For an exercise in my book I have to find all the prime ideals of $R = \left.\left\{\frac{a}{b}\;\right|\; a \in \mathbb{Z}, b \in \mathbb{N}_0 \text{ odd}\right\}\leq (\mathbb{Q},+,\cdot)$
I proceeded as follows, for $\frac{a}{b}\in R$ where $a$ is odd we know that $\frac{b}{a} \in R$, thus $\frac{a}{b}$ is a unit and thus $\left(\frac{a}{b}\right) = R$. Thus $\left(\frac{a}{b}\right)$ cannot be a prime ideal.
Now, for $\frac{a}{b} \in R$ where $a$ is even, we know that $\left(\frac{a}{b}\right)$ only contains fractions with an even numerator. Thus $(\frac{a}{b})$ is a proper ideal of $R$. Now, \begin{align*} \frac{c}{d}\cdot\frac{e}{f} \in \left(\frac{a}{b}\right)&\Rightarrow \exists \frac{x}{y}\in R: \frac{c}{d}\cdot\frac{e}{f} = \frac{x}{y}\cdot\frac{a}{b}\\ & \Leftrightarrow \frac{c}{d} = \left(\frac{f}{e}\cdot\frac{x}{y}\right)\frac{a}{b}\\ &\Leftrightarrow \frac{e}{f} = \left(\frac{d}{c}\cdot\frac{x}{y}\right)\frac{a}{b}\end{align*}
If either $c$ or $e$ are odd, then the fraction with the even numerator is certainly in $\left(\frac{a}{b}\right)$, since suppose that $c$ odd, then $c \cdot y$ and thus $\frac{d}{c}\cdot\frac{x}{y} \in R$.
However, when both $c$ and $e$ are even, I'm stuck, since then both $c \cdot y$ and $e \cdot y$ are both even, so the method I used above does not work anymore.

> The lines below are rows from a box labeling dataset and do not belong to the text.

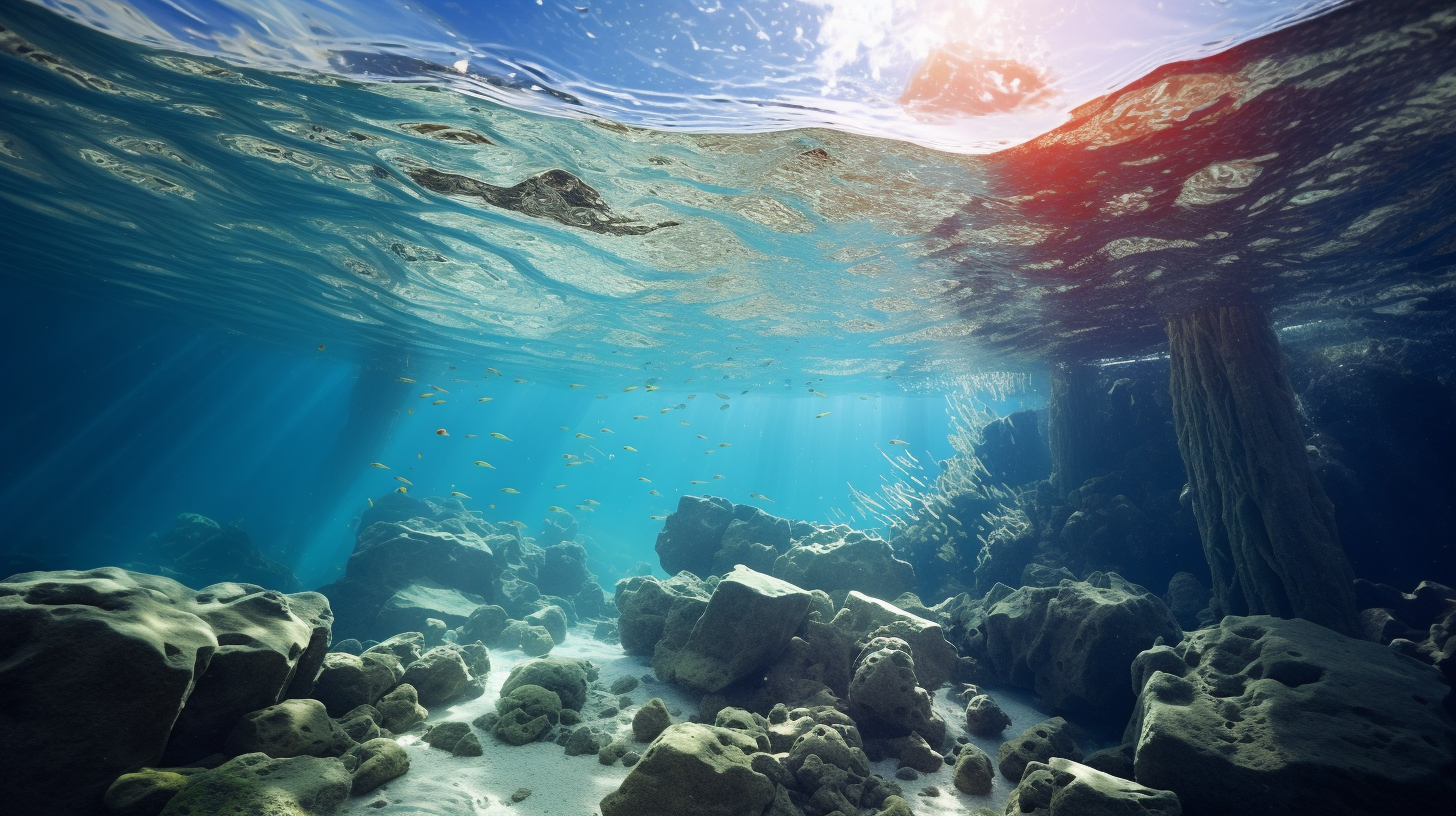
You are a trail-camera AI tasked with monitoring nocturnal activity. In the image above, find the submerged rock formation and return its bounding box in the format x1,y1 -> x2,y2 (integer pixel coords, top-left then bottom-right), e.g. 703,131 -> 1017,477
1127,616 -> 1456,816
0,567 -> 332,813
1168,306 -> 1358,635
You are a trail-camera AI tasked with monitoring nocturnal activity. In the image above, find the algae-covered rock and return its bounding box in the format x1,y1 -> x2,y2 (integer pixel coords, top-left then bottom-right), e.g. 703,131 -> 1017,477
652,567 -> 810,692
1006,758 -> 1188,816
601,723 -> 775,816
344,737 -> 409,796
223,699 -> 354,759
1127,616 -> 1456,816
501,657 -> 596,711
996,717 -> 1082,782
984,573 -> 1182,721
162,753 -> 354,816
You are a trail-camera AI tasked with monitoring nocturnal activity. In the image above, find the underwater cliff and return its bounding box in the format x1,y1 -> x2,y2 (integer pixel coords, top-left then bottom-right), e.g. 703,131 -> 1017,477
0,0 -> 1456,816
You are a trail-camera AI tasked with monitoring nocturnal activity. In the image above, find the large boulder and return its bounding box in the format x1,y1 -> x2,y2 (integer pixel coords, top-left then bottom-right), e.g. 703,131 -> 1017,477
652,567 -> 810,692
657,495 -> 734,576
831,592 -> 958,691
773,526 -> 916,600
1127,616 -> 1456,816
601,723 -> 775,816
616,573 -> 712,654
0,567 -> 331,813
162,753 -> 354,816
984,573 -> 1182,720
1006,758 -> 1182,816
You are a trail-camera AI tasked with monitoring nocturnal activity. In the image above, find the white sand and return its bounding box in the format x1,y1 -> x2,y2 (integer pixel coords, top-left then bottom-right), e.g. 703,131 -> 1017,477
345,627 -> 1047,816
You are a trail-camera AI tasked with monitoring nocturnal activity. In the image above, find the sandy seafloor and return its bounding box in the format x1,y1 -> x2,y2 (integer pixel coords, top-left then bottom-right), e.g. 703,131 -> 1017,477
345,625 -> 1048,816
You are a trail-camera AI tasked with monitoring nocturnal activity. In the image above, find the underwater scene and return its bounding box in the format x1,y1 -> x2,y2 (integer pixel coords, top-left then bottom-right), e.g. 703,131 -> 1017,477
0,0 -> 1456,816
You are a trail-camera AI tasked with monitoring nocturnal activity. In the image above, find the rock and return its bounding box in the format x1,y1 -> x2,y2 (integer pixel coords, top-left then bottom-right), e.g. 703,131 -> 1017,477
632,697 -> 673,742
344,739 -> 409,796
376,683 -> 430,734
313,651 -> 403,717
162,753 -> 352,816
652,567 -> 810,692
526,605 -> 566,644
773,527 -> 914,600
491,708 -> 550,745
102,768 -> 188,816
601,723 -> 775,816
400,646 -> 470,707
1127,616 -> 1456,816
996,717 -> 1082,782
831,592 -> 958,691
984,573 -> 1182,720
965,694 -> 1010,737
954,743 -> 996,796
501,657 -> 596,711
223,699 -> 354,759
655,495 -> 734,576
616,573 -> 712,654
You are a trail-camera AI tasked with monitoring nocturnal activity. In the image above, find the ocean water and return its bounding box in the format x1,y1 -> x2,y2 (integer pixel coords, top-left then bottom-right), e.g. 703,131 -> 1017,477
0,0 -> 1456,812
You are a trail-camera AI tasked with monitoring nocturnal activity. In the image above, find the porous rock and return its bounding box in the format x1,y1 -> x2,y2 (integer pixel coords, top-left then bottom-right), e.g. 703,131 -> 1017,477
601,723 -> 775,816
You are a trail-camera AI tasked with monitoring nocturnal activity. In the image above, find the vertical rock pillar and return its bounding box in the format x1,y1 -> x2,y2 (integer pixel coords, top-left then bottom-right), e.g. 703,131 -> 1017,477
1168,306 -> 1357,635
1047,363 -> 1098,494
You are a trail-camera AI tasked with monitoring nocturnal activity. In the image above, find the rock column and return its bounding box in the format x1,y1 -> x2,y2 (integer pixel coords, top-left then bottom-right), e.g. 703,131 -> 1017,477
1168,306 -> 1357,635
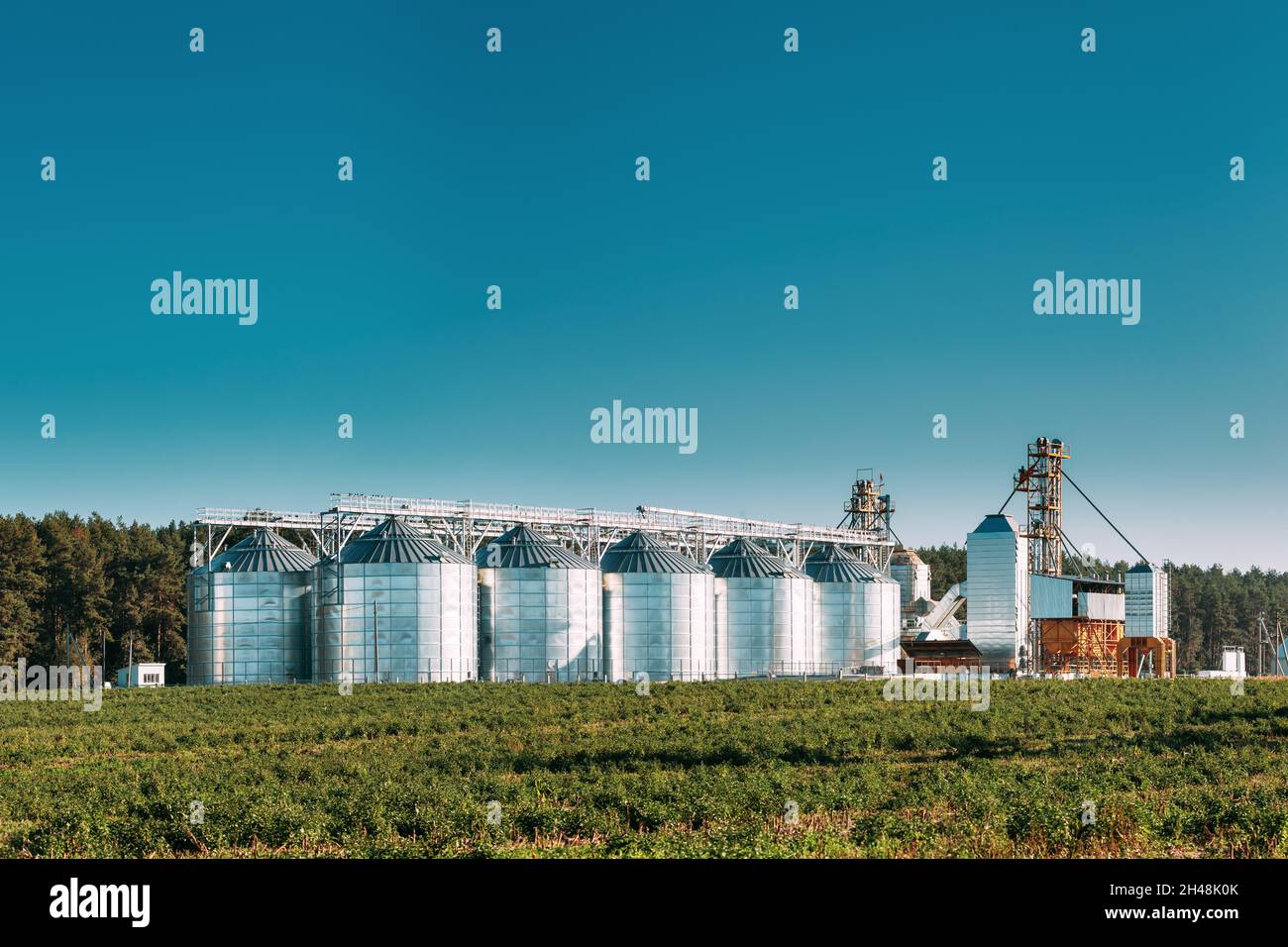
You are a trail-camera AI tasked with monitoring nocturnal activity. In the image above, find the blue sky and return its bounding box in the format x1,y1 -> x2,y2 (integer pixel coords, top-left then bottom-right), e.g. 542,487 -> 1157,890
0,3 -> 1288,570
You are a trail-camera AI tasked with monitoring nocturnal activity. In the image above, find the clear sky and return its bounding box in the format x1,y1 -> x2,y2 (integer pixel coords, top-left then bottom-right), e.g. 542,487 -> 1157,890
0,3 -> 1288,570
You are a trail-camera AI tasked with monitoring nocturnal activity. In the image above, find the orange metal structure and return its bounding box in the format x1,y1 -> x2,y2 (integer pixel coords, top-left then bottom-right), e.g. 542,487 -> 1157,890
1039,617 -> 1124,678
1116,638 -> 1176,678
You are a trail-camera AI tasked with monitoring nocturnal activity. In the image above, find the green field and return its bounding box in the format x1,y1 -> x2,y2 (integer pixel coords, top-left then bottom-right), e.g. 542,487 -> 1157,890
0,681 -> 1288,857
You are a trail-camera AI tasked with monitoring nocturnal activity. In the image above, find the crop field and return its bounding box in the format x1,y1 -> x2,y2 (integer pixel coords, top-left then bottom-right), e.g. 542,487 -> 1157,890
0,681 -> 1288,857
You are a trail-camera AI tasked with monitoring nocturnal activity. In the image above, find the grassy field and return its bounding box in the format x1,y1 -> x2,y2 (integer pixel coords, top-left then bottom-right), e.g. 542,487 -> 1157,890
0,681 -> 1288,857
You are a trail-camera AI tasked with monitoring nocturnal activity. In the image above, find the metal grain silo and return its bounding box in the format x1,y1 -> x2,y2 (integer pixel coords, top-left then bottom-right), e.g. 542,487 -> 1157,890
476,526 -> 604,682
709,539 -> 819,678
805,546 -> 901,674
1124,562 -> 1172,638
188,527 -> 317,684
310,517 -> 478,683
599,532 -> 716,682
966,513 -> 1029,672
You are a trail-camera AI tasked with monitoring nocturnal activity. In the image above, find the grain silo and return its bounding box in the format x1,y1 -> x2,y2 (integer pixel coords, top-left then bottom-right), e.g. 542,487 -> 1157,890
599,532 -> 716,682
709,539 -> 820,678
1124,562 -> 1172,638
966,513 -> 1029,672
188,527 -> 317,684
805,545 -> 899,674
476,526 -> 604,682
310,517 -> 478,683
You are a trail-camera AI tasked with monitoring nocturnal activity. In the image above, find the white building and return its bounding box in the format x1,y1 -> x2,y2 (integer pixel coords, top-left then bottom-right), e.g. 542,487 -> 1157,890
116,661 -> 164,686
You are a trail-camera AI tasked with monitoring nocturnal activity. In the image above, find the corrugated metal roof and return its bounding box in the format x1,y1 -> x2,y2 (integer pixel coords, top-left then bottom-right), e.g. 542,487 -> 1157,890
711,539 -> 807,579
975,513 -> 1015,532
340,517 -> 471,566
474,526 -> 595,570
209,526 -> 317,573
805,545 -> 894,582
599,531 -> 711,574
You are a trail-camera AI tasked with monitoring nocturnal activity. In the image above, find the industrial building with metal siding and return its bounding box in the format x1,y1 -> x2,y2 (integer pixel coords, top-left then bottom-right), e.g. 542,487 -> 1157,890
476,526 -> 604,682
600,531 -> 718,681
309,517 -> 478,683
188,527 -> 317,684
188,438 -> 1176,684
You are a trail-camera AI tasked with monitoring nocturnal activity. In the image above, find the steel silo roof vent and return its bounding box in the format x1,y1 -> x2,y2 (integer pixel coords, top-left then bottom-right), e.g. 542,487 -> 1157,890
599,531 -> 711,575
711,539 -> 807,579
340,517 -> 471,566
209,526 -> 317,573
805,546 -> 885,582
474,526 -> 595,570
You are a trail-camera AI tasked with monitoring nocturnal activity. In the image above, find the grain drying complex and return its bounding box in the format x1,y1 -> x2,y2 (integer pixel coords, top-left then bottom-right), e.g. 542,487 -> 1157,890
188,438 -> 1176,684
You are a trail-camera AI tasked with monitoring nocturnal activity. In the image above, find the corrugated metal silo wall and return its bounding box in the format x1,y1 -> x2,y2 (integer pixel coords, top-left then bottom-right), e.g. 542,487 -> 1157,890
716,576 -> 813,678
480,566 -> 606,682
966,530 -> 1027,672
310,562 -> 478,683
188,570 -> 309,684
602,573 -> 716,682
1124,569 -> 1171,638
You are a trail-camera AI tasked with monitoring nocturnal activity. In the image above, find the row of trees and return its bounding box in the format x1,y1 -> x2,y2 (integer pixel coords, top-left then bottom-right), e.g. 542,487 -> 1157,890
0,513 -> 1288,679
0,513 -> 192,676
917,545 -> 1288,673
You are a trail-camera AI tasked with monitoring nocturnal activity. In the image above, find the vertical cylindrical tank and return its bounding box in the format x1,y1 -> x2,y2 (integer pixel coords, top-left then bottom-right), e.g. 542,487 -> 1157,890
310,517 -> 478,683
188,527 -> 317,684
476,526 -> 604,682
709,539 -> 821,678
600,532 -> 716,682
805,546 -> 901,674
966,513 -> 1029,672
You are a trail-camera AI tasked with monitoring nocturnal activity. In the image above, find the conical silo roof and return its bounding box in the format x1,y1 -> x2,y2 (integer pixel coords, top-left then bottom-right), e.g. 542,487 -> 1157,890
340,517 -> 471,566
599,531 -> 711,575
711,539 -> 807,579
805,545 -> 885,582
207,526 -> 317,573
474,526 -> 595,570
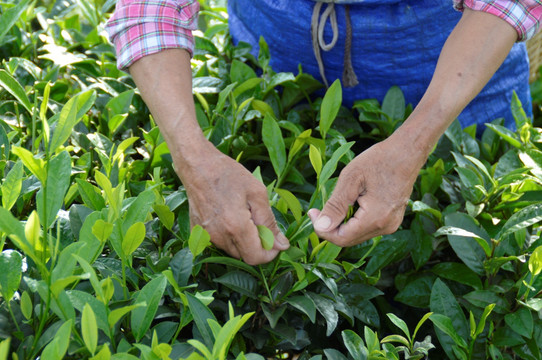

Furthermore, how can I identify whether an ideal generated by more than one element is prime without brute force checking? I tried showing that every ideal is generated by one element, but I got stuck there. Could anyone give me some tips (No complete solutions please)?
EDIT:
As a response to Arturo's answer: Suppose $\frac{x}{y}\frac{c}{d}\in R$ and suppose that $\frac{x}{y}\cdot \frac{c}{d}\in (\frac{a}{1})$ with $a \in 2\mathbb{Z}$. Thus $a=2^nr$ for some $n\geq 1$ and $r$ odd. Hence $(\frac{xc}{1})\subseteq (\frac{a}{1})$, which implies that $a\mid xy$ and thus $xy=2^ms$ with $m\geq n$. But now I do not know how to proceed.